Friday 17 April 2015

The Age of Adaline

I'm not sure where to start with this movie, or how exactly I feel about it. Throughout the film I kept trying to look for a deeper meaning or message the film was trying to push, but it just ends up being a very average love story where the supporting cast is much better than the star.

Adaline Bowman (Blake Lively) was born in 1908, but due to a freak accident involving snow, freezing water and lightning, she somehow loses the ability to age, not just superficially, but all her organs remain intact as well. On New Years Eve 2014, she meets a handsome man by the name of Ellis (Michiel Huisman) who falls for her.

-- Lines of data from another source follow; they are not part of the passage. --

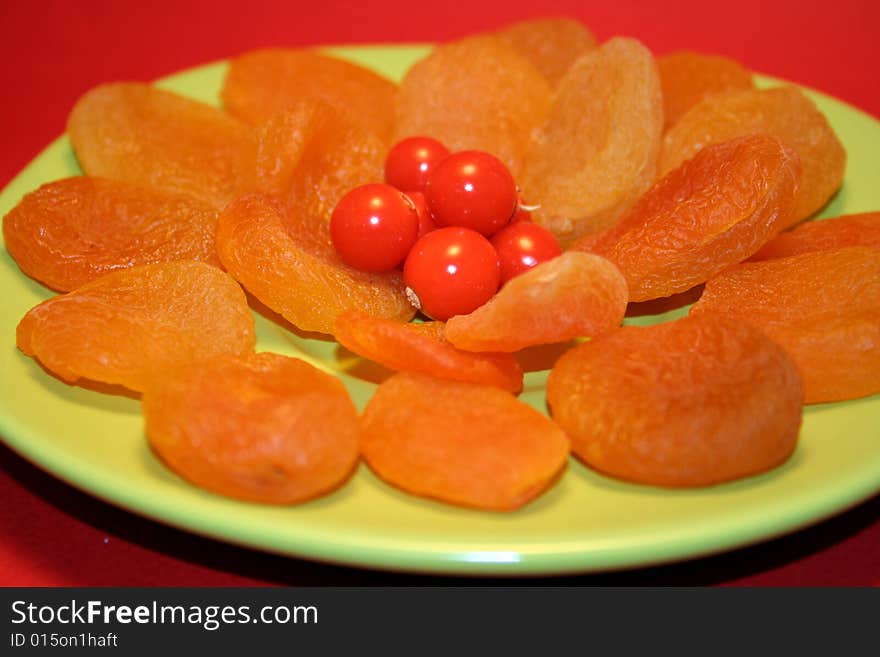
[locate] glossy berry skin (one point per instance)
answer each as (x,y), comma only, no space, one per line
(411,160)
(521,246)
(373,227)
(472,189)
(451,271)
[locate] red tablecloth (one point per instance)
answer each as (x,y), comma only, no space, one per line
(51,52)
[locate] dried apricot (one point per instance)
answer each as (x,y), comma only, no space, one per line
(552,44)
(477,93)
(422,347)
(75,230)
(461,443)
(277,254)
(261,427)
(713,211)
(688,77)
(143,135)
(573,295)
(826,235)
(597,151)
(262,83)
(693,402)
(822,307)
(784,112)
(134,324)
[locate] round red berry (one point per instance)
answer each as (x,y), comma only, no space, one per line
(373,227)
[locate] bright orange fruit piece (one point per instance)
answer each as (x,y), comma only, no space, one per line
(552,44)
(713,211)
(135,324)
(461,443)
(597,151)
(75,230)
(688,77)
(261,427)
(292,268)
(573,295)
(823,307)
(477,93)
(263,83)
(693,402)
(784,112)
(422,347)
(825,235)
(146,136)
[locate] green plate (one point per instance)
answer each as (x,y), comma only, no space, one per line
(586,522)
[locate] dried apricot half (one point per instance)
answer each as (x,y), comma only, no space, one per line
(72,231)
(597,151)
(147,136)
(694,402)
(135,324)
(823,307)
(784,112)
(261,427)
(461,443)
(713,211)
(422,347)
(573,295)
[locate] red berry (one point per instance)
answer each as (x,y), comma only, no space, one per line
(472,189)
(523,245)
(426,221)
(411,160)
(373,227)
(451,271)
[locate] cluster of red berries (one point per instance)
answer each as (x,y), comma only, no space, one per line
(455,221)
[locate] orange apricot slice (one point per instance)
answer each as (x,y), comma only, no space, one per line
(262,83)
(72,231)
(422,347)
(295,271)
(693,402)
(713,211)
(552,44)
(825,235)
(784,112)
(597,151)
(573,295)
(262,427)
(822,307)
(134,324)
(476,93)
(143,135)
(688,77)
(461,443)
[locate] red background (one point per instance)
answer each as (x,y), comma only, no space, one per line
(51,52)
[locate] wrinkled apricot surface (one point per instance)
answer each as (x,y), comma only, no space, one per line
(422,347)
(72,231)
(713,211)
(693,402)
(784,112)
(551,44)
(477,93)
(826,235)
(573,295)
(688,77)
(597,152)
(146,136)
(134,324)
(461,443)
(261,427)
(262,83)
(822,307)
(293,269)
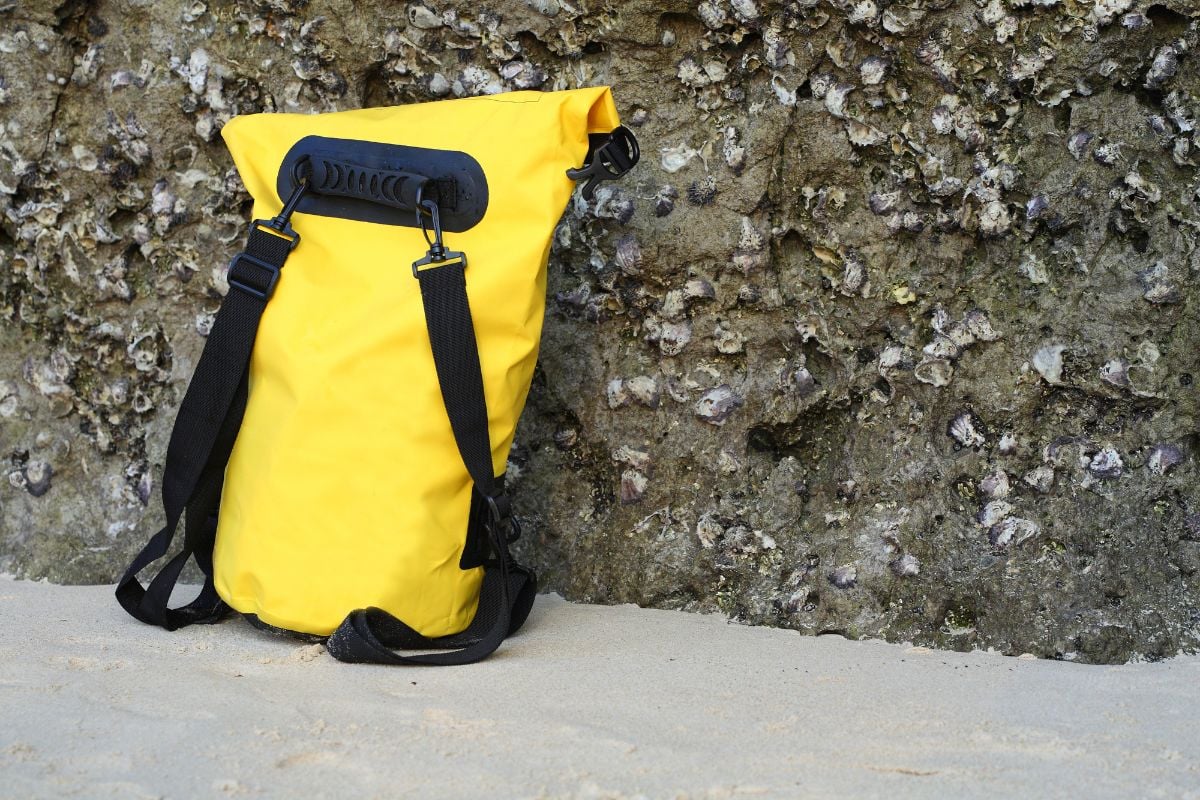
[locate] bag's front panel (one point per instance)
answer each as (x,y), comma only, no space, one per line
(346,488)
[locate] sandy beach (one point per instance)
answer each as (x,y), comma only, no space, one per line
(588,703)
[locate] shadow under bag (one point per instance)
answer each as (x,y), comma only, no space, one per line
(339,457)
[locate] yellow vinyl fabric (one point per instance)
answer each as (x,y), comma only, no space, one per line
(346,488)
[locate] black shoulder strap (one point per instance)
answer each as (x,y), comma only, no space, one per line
(371,635)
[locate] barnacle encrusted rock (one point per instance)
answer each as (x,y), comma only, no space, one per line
(893,331)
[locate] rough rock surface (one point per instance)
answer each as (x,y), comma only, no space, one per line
(893,332)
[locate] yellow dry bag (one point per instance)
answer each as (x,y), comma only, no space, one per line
(339,456)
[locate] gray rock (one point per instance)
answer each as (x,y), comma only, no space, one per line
(892,214)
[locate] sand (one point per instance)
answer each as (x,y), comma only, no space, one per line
(588,703)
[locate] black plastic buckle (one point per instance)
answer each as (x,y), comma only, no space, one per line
(499,517)
(438,252)
(239,282)
(609,162)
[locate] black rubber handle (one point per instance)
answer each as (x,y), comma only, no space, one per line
(383,186)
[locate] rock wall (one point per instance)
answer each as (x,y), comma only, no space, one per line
(893,332)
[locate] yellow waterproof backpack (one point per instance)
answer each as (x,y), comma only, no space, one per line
(339,456)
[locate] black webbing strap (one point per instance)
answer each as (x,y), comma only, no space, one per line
(201,441)
(371,635)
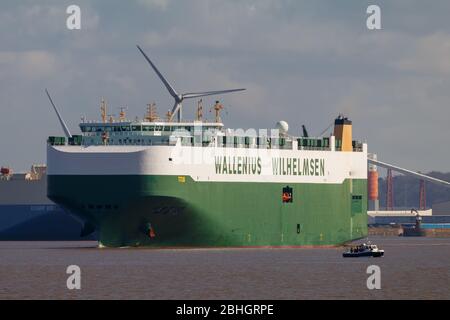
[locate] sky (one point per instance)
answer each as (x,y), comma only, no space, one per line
(301,61)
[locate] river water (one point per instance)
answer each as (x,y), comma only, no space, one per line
(413,268)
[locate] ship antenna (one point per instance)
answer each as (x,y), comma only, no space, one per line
(63,124)
(177,108)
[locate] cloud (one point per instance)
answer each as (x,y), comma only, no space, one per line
(154,4)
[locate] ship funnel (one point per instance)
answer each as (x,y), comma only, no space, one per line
(343,132)
(177,108)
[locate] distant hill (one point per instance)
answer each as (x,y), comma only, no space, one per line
(406,190)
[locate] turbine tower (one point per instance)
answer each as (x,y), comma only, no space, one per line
(177,108)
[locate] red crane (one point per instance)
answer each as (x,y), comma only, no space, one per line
(390,191)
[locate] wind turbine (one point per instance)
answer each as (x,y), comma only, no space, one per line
(61,121)
(177,108)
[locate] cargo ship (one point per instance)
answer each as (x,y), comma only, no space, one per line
(25,211)
(177,183)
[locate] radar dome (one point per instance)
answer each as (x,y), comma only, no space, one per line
(282,126)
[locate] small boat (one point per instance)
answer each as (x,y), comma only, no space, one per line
(364,250)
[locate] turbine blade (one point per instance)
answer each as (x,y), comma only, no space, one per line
(63,124)
(208,93)
(171,90)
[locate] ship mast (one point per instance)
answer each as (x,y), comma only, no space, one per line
(151,116)
(200,110)
(103,110)
(177,108)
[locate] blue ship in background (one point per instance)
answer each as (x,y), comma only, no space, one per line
(27,214)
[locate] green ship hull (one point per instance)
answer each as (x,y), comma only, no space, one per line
(174,211)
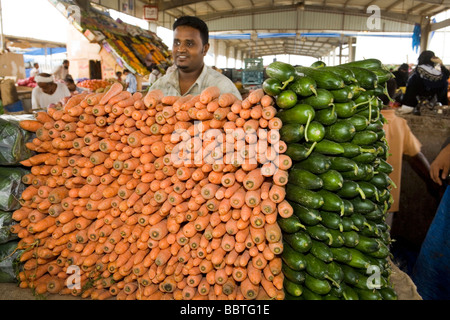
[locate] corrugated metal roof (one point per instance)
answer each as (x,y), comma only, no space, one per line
(300,17)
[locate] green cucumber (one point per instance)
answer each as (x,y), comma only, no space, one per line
(348,207)
(346,74)
(281,71)
(349,294)
(370,191)
(383,75)
(297,151)
(359,122)
(341,254)
(291,224)
(307,216)
(351,276)
(316,163)
(304,197)
(367,294)
(365,78)
(297,277)
(363,205)
(342,95)
(381,180)
(318,64)
(319,232)
(317,285)
(363,138)
(305,179)
(292,132)
(310,295)
(350,189)
(351,238)
(367,244)
(382,253)
(360,222)
(331,220)
(370,63)
(314,131)
(388,293)
(341,131)
(321,100)
(348,224)
(304,86)
(332,180)
(336,273)
(359,260)
(345,109)
(366,157)
(272,86)
(363,171)
(292,288)
(299,241)
(286,99)
(326,116)
(343,164)
(356,89)
(300,113)
(321,251)
(293,259)
(326,147)
(336,240)
(351,150)
(324,79)
(332,202)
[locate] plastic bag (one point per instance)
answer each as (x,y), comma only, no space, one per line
(13,139)
(9,262)
(11,187)
(6,221)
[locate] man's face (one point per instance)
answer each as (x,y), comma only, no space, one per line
(46,87)
(149,62)
(188,49)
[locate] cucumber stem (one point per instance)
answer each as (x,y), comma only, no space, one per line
(285,83)
(330,238)
(306,127)
(333,282)
(311,149)
(361,192)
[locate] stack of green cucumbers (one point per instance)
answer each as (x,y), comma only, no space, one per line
(336,244)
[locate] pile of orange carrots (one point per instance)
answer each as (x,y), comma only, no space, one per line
(138,194)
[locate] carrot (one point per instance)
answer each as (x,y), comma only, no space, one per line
(255,96)
(152,98)
(30,125)
(285,210)
(277,193)
(209,94)
(115,89)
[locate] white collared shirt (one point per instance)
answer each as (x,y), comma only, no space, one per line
(169,84)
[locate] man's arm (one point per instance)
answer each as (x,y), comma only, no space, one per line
(440,167)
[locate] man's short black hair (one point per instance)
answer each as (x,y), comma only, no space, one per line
(195,23)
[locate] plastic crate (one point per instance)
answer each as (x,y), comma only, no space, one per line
(14,107)
(252,77)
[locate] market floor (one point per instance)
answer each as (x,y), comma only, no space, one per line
(403,285)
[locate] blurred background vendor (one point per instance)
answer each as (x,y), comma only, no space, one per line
(47,92)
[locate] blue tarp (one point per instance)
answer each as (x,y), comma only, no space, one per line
(41,51)
(265,35)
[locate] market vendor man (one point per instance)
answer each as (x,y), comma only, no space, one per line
(47,92)
(192,76)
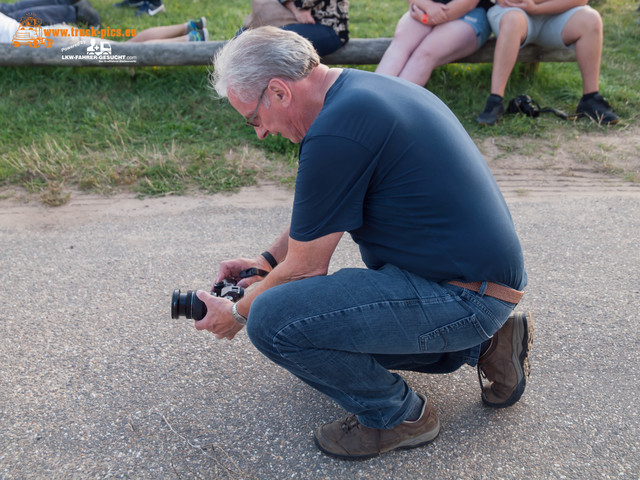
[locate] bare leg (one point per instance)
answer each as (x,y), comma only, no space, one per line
(513,31)
(408,35)
(170,33)
(446,42)
(584,29)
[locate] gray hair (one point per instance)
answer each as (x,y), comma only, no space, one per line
(246,63)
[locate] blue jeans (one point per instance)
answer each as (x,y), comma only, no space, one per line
(342,333)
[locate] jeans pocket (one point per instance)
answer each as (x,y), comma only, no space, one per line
(454,337)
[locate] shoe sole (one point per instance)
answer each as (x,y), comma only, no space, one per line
(409,444)
(596,120)
(522,344)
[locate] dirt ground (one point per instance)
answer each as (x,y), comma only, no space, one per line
(582,165)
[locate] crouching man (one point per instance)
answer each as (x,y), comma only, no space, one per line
(388,162)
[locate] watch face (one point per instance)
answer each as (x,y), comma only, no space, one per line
(237,316)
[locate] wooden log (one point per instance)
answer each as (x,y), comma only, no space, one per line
(369,51)
(358,51)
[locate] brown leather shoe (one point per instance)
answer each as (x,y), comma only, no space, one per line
(506,362)
(348,439)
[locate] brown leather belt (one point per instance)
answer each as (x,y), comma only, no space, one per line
(494,290)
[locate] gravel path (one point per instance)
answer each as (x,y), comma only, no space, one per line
(99,382)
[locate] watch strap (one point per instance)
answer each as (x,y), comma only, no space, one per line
(237,316)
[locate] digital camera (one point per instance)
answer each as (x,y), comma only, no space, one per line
(188,304)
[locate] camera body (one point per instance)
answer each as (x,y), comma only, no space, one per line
(188,304)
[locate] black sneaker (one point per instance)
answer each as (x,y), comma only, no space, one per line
(492,112)
(598,110)
(129,3)
(85,13)
(150,8)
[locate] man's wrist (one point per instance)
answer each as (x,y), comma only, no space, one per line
(237,316)
(270,259)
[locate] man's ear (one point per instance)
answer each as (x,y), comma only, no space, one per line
(280,92)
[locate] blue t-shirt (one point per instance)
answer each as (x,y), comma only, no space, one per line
(388,162)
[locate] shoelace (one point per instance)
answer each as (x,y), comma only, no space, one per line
(350,423)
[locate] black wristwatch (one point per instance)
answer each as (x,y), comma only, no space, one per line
(237,316)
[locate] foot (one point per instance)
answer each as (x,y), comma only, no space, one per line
(492,112)
(193,25)
(506,362)
(150,8)
(198,35)
(597,109)
(348,439)
(129,3)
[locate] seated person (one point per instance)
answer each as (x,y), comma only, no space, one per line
(434,33)
(325,23)
(53,12)
(549,23)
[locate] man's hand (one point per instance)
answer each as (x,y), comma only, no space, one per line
(437,13)
(529,6)
(218,319)
(230,269)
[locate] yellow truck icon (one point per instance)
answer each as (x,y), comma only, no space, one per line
(31,33)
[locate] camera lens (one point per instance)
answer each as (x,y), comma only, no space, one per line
(187,305)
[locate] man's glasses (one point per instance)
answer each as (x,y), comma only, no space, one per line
(255,112)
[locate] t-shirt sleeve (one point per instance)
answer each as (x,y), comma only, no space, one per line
(333,178)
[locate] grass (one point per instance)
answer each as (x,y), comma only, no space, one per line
(160,131)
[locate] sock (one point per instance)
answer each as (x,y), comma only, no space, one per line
(415,411)
(485,346)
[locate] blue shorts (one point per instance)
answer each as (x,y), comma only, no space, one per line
(477,18)
(543,30)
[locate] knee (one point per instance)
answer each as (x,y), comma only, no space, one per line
(590,21)
(513,24)
(260,323)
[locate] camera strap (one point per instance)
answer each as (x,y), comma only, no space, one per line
(251,272)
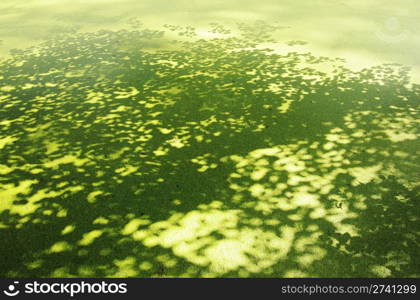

Adaline is torn between her attraction to Ellis and the fact that she knows she will never age as long as they are together.

It takes quite a while for this film's plot to get moving into territory where actual events take place. The majority of the first act is made up of conveniently placed flashbacks describing how Adaline got her bizarro powers, all triggered by a newsreel she watches at the San Francisco Public Library where she works. I feel as though these flashbacks were used up all too quickly at the beginning and instead of using them as reveals throughout the film, we are shown others that seem like they were hastily put together and shoehorned in. These are narrated by Hugh Ross, who also narrated The Assassination of Jesse James By the Coward Robert Ford, and his inclusion to me seems like director Lee Toland Krieger was somehow trying to elevate this film to something it isn't.

The film also suffers from some perspective issues, as it jumps around a bit and makes the film seem a bit disjointed. The first act focuses on Adaline's past and the second on the present, but the third act shifts to the perspective of a whole different character entirely, Ellis' father William (played surprisingly by Harrison Ford), who had a close relationship with Adaline in the 60s. While this is only a minor problem, it does mess with the structure a bit.

It may come as a shock to some (especially those Gossip Girl fans out there), but Blake Lively can't particularly act. She just kind of chews the scenery and stares blankly at whoever she is sharing the screen with. Luckily the supporting cast does its job. Michiel Huisman is a likeable and charismatic love interest and does well being goofy when he needs to. Ellen Bustyn plays Adaline's daughter and is much more energetic than Lively ever is. Harrison Ford's reveal in the film is almost as shocking as his fake goatee.

The Age of Adaline has many flaws surrounding its shoddy love story, unexplored sci-fi tangents and missed opportunity as an episode of The X-Files set in the 50s. Lively proves that her acting ability is only skin deep and doesn't branch out more than a few sighs and a thousand yard stare.